O microfone mudo e o psicanalista de chinelo: intervenção no Ateliê de Pesquisa em Psicanálise e Segregação

O microfone mudo e o psicanalista de chinelo: intervenção no Ateliê de Pesquisa em Psicanálise e Segregação1

Lilany Pacheco
Psicanalista, membro da Escola Brasileira de Psicanálise/AMP

lilanypacheco@gmail.com

 

Resumo: O presente texto aborda o objeto voz e seu estatuto para a psicanálise para pensar as contribuições que ela pode oferecer sobre a leitura dos casos que implicam os discursos racistas e suas consequências para o preto. E, também, pensar como o psicanalista pode ir além nas suas contribuições contra o racismo e seus discursos.

Palavras-chave: objeto voz; racismo; psicanálise.

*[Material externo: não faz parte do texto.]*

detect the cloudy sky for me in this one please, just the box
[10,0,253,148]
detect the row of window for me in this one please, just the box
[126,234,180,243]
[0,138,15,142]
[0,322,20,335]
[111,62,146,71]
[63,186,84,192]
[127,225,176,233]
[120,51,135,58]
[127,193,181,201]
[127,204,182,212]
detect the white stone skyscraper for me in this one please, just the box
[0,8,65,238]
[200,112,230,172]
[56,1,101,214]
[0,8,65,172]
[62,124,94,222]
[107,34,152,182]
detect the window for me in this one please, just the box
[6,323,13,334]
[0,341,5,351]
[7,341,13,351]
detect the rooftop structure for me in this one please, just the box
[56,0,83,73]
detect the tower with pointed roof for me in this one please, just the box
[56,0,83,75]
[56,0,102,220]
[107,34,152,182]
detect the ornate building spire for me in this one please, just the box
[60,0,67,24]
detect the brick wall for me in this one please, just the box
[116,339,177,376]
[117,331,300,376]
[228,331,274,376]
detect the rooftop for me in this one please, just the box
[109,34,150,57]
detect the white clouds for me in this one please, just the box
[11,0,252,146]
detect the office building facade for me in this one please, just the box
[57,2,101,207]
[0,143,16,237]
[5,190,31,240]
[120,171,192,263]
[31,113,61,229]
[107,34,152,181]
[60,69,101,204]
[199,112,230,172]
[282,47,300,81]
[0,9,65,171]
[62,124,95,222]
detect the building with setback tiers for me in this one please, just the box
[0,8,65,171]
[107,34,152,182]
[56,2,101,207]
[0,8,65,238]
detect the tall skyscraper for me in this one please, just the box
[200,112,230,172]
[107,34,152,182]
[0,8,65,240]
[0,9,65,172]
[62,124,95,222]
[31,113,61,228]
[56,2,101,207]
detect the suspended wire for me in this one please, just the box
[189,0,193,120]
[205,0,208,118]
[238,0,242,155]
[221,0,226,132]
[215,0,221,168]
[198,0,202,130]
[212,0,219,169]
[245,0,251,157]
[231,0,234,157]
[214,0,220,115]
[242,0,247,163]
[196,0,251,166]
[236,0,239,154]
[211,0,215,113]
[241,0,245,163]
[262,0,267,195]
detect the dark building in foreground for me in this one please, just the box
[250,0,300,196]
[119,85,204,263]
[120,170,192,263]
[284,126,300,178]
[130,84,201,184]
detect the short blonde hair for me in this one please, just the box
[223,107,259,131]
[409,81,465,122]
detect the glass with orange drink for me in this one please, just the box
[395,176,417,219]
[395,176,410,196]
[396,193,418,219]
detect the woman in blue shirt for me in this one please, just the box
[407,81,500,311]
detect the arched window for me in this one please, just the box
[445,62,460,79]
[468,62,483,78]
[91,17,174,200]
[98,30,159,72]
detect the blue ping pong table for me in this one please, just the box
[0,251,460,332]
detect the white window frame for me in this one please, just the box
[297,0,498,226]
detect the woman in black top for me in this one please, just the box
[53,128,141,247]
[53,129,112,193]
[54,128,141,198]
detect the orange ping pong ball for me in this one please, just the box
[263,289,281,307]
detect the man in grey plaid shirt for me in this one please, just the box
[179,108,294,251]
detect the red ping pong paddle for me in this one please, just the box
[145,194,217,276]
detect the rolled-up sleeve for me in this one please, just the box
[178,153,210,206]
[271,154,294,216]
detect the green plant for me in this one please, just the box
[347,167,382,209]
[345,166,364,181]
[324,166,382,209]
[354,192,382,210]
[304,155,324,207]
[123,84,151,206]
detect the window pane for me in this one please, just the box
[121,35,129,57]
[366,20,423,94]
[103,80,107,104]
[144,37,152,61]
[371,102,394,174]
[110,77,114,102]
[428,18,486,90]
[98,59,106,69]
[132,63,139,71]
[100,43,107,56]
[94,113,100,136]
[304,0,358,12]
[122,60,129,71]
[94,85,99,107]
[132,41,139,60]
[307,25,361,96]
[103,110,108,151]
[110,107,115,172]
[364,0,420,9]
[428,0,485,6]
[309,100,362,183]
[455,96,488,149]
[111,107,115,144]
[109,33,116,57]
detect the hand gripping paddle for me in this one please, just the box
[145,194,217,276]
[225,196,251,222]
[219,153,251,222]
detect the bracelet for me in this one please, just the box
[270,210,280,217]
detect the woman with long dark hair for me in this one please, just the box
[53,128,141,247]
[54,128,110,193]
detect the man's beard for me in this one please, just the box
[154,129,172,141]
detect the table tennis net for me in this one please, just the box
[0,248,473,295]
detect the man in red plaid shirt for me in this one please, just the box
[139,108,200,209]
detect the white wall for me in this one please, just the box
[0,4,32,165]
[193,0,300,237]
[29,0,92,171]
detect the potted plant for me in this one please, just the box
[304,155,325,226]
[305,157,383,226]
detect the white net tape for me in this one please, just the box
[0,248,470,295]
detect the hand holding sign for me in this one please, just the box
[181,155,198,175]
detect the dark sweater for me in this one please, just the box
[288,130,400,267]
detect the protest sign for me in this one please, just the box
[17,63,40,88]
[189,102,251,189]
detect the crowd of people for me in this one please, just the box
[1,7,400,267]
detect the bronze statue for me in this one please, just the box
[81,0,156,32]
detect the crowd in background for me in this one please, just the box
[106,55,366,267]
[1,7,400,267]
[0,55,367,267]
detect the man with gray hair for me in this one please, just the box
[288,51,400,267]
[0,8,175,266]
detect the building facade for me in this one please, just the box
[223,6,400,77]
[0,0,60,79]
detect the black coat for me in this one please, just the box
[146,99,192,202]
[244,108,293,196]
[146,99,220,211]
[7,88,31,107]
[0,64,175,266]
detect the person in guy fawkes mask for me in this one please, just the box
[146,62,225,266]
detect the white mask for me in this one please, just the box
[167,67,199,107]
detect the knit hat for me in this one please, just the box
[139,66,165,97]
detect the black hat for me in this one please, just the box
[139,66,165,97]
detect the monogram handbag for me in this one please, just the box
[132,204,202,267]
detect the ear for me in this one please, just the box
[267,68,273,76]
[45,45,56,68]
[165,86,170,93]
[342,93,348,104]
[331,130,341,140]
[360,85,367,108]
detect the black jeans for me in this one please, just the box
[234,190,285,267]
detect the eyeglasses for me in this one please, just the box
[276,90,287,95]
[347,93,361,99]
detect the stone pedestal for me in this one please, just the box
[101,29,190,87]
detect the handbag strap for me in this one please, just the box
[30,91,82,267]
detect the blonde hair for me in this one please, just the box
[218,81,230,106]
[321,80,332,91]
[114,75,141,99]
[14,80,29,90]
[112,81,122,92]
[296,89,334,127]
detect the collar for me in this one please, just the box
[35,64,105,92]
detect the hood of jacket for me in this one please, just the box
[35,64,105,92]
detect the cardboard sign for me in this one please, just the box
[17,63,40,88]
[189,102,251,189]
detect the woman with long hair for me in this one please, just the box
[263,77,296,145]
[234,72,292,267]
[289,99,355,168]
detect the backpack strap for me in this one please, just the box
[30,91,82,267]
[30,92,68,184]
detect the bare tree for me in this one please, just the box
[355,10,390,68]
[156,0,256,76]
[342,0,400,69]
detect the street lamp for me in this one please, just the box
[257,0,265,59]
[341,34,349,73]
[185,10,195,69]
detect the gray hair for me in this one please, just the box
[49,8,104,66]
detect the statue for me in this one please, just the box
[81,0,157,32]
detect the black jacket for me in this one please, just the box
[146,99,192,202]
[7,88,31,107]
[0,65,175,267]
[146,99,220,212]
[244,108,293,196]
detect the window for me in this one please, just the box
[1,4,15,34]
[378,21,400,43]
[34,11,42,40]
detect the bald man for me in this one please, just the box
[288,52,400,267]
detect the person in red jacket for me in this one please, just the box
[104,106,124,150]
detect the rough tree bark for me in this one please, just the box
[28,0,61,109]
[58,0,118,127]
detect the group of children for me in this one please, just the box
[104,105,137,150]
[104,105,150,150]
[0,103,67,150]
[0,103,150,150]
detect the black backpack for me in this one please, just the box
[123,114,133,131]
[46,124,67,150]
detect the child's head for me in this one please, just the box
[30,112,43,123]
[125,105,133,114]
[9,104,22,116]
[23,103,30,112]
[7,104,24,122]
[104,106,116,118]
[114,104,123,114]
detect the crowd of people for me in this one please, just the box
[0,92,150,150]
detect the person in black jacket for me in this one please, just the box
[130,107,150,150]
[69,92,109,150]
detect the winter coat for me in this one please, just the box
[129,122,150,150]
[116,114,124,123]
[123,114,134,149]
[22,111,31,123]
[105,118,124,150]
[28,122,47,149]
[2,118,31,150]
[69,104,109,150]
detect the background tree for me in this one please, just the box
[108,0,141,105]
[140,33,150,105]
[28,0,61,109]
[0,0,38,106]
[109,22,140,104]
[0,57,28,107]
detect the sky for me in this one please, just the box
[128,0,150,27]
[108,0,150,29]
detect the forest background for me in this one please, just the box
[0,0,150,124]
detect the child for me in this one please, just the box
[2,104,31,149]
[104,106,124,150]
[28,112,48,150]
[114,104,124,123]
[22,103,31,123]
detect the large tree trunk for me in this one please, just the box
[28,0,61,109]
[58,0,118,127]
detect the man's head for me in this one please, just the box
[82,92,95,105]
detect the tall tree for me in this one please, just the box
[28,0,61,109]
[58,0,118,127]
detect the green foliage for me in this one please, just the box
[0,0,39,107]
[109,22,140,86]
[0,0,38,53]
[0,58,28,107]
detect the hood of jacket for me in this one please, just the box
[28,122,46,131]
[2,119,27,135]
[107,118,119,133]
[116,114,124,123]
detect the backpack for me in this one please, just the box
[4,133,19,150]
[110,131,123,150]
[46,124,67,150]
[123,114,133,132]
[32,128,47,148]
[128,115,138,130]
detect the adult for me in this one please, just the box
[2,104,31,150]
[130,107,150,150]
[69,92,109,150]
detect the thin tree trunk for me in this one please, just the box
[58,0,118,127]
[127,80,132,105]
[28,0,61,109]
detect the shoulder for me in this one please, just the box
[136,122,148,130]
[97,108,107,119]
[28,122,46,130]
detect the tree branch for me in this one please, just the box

THE MUTE MICROPHONE AND THE SANDAL-WEARING PSYCHOANALYST: INTERVENTION IN THE PSYCHOANALYSIS AND SEGREGATION RESEARCH GROUP

Abstract: This text addresses the object voice and its status for psychoanalysis in order to consider the contributions it can offer about interpreting cases involving racist discourses and their consequences for black individuals. Additionally, it reflects on how psychoanalysts can further its contributions against racism and its discourses.

Keywords: object voice; racism; psychoanalysis.

Agradeço o convite para estar aqui, hoje, nesta atividade do Ateliê de Pesquisa em Psicanálise e Segregação, neste momento de concluir os trabalhos sobre o tema “Racismo e sistema de justiça: como a Psicanálise contribui nesse debate? e, quem sabe, abrir perspectivas para investigações futuras.

Na atividade de abertura das atividades do Ateliê em parceria com o Núcleo de Pesquisa em Psicanálise e Direito – que girou em torno da seguinte pergunta: “Ser vítima ou réu, na sua relação com o sistema de justiça, faz diferença na forma de tratamento destinada a esses sujeitos?” –, dois aspectos me chamaram a atenção, além daquele já destacado durante o semestre: a fala de Jésus Santiago, de que é preciso furar o discurso do mestre, e duas pontuações do convidado Felipe Mata Machado, procurador do Distrito Federal, uma sobre o não dito e, outra, quando ele se refere às vestes dos juízes, indicando que, em um julgamento, os juízes não podem estar de chinelo. Me recordo de ter pensado: então eles não acreditam no semblante? Em conversas posteriores, Jésus Santiago lembrou que, no escrito sobre a criminologia, Lacan ressalta exatamente o contrário: os profissionais do Direito são ciosos do semblante, levam a sério demais o parecer ser. E eu pensei: o analista pode estar de chinelo!

Outra fala que se transformou para mim em um dizer foi quando alguém mencionou que os policiais agora têm microfone em seus uniformes, acionados enquanto fazem as suas abordagens. Alessandro Pereira dos Santos ponderou que isso não resolve, pois o microfone do preto, ao sofrer as abordagens desiguais, é mudo.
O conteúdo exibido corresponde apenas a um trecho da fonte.